Proving a family of probability distributions is not complete Consider the family of normal distributions $$\{N(
\mu,\sigma^2):  \mu \in \mathbb{R}, \sigma >0\}$$  on $\mathbb{R}^n$.  Its claimed in the book Statistical Inference by Silvey that if we restrict to the subfamily where $\mu = \sigma^2$, we have a nonzero function $\mathbb{R}^n\rightarrow \mathbb{R}$, namely $$f(x):= \overline{x}- \frac{1}{n-1}\sum_i(x_i-\overline{x})^2$$
with zero expectation w.r.t. every distribution in the subfamily.  ($\overline{x}$ is supposed to be the average of the coordinates.) This is hard for me to see. Just in the two dimensional case I get a messy integral 
$$\int_{\mathbb{R}^2}
\bigg( \frac{x+y}{2} - \big[(x-\frac{x+y}{2})^2 - (y-\frac{x+y}{2})^2\big]\bigg)
\cdot exp \big[\frac{-(x-\mu)^2-(y-\mu)^2}{2\mu}\big]dxdy$$
which even wolfram alpha doesn't want to do. Am I really supposed to hack through this integral?
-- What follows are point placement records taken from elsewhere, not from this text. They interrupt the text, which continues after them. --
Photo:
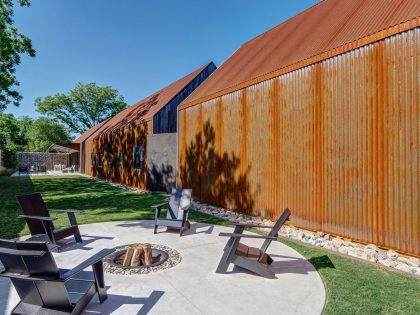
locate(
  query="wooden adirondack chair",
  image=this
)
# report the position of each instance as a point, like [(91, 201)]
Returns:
[(40, 224), (178, 207), (250, 258), (43, 288)]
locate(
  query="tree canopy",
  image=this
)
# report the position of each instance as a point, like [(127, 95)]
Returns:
[(26, 134), (44, 132), (82, 107), (11, 139), (12, 45)]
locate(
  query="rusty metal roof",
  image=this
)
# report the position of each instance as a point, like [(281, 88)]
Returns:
[(143, 110), (321, 28)]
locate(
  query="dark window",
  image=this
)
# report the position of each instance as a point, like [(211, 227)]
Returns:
[(100, 159), (138, 157), (121, 159)]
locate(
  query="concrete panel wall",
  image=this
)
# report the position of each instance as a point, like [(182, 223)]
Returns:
[(161, 161)]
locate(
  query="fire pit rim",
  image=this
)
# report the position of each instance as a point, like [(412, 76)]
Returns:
[(174, 259), (120, 251)]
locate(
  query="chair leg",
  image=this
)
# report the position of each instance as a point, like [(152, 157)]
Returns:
[(228, 254), (78, 238), (98, 271)]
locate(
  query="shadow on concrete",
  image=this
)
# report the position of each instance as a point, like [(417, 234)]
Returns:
[(321, 262), (147, 224), (5, 286), (290, 265), (114, 302), (199, 228), (69, 243)]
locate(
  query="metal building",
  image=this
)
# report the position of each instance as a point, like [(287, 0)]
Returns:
[(117, 148), (319, 114)]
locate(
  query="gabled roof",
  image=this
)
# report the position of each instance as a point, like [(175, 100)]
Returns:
[(321, 28), (143, 110)]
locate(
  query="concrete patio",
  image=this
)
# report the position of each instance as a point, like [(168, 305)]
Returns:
[(192, 287)]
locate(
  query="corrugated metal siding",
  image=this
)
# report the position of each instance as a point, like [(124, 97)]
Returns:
[(337, 142)]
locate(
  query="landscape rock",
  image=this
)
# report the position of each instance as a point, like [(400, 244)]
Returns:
[(392, 255), (413, 261)]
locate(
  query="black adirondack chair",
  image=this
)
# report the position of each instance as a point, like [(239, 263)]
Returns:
[(44, 288), (250, 258), (178, 207), (40, 224)]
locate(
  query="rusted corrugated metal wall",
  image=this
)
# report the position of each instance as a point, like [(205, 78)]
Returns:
[(122, 140), (336, 141)]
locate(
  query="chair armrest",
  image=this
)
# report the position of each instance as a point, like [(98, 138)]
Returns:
[(88, 262), (26, 253), (160, 204), (253, 225), (237, 235), (65, 210), (33, 217)]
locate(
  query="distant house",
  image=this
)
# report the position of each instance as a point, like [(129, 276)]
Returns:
[(137, 147), (319, 114)]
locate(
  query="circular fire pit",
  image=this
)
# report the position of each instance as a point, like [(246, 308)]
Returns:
[(162, 257)]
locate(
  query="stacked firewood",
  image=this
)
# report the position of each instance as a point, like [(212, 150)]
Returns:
[(138, 255)]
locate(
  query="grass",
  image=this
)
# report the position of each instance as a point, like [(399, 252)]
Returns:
[(100, 202), (353, 286), (358, 287)]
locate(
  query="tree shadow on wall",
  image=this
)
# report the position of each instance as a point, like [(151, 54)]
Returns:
[(160, 178), (118, 142), (215, 177)]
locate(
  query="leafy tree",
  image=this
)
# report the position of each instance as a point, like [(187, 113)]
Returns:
[(10, 139), (44, 132), (83, 107), (12, 45)]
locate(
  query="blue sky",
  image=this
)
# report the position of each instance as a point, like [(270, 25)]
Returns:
[(135, 46)]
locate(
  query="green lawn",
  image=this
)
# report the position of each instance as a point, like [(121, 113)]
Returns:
[(353, 286), (100, 202)]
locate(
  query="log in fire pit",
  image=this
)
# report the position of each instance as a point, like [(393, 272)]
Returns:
[(141, 258)]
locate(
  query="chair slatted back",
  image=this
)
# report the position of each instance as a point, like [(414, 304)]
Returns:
[(39, 205), (179, 201), (28, 208), (34, 260), (276, 228)]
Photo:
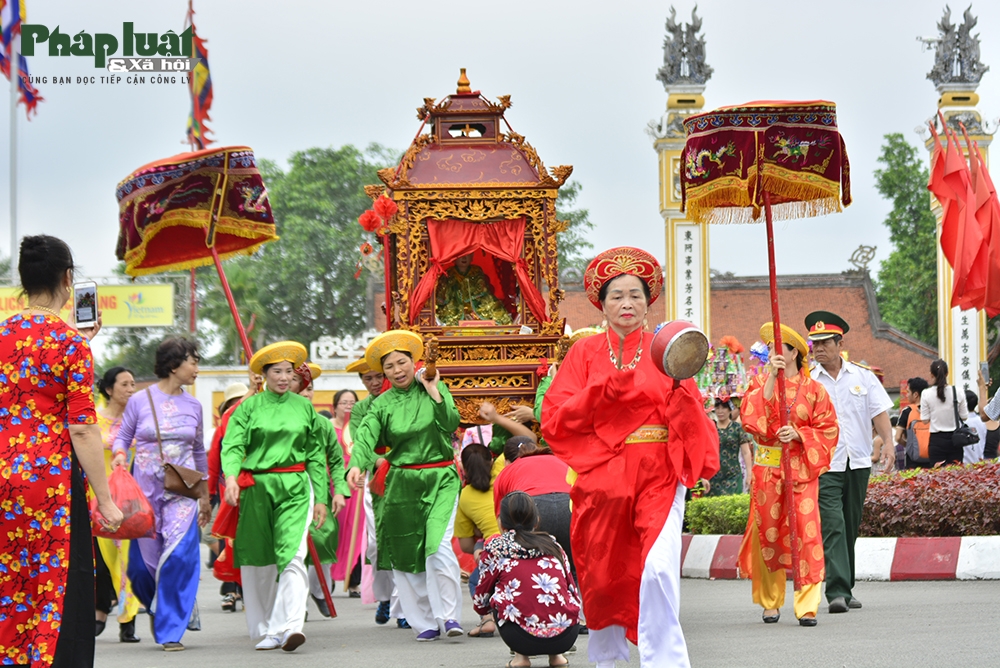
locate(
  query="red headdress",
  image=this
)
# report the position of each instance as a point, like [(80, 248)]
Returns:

Or is this supposed to be more clear?  I can see that in some sense $f$ is the difference of an average and a variance (although the $n-1$ rather than $n$ in the denominator puzzles me), but I don't know how to make sense of that.
 A: In general if $X_i$ are an iid sample from a fixed distribution with finite variance, $\overline{X}=\frac{1}{n} \sum_i X_i,S^2=\frac{1}{n-1} \sum_i (X_i-\overline{X})^2$, then $E[\overline{X}]=\mu$ and $E[S^2]=\sigma^2$. In statistical language we say the sample mean and sample variance are unbiased estimators for the population mean and population variance respectively. 
The unbiasedness of the sample mean is just a simple application of linearity. 
The presence of the $n-1$ in the sample variance (instead of $n$ as you might expect) is called the Bessel correction. To derive it, first note that $S^2$ is translation invariant, so it suffices to consider the case $\mu=0$. Once you have done that, expand out the square. You have $E[X_i^2]-2E[X_i \overline{X}]+E[\overline{X}^2]$. The first term is just $\sigma^2$ (since we have assumed $\mu=0$). The third term is $\frac{\sigma^2}{n}$ by the independence. The interesting thing is that the second term is $-2\frac{\sigma^2}{n}$: each member of the sample has some positive correlation with the sample mean, which is not exactly cancelled by the $E[\overline{X}^2]$ term.
This is the first instance of the statistical concept of "degrees of freedom".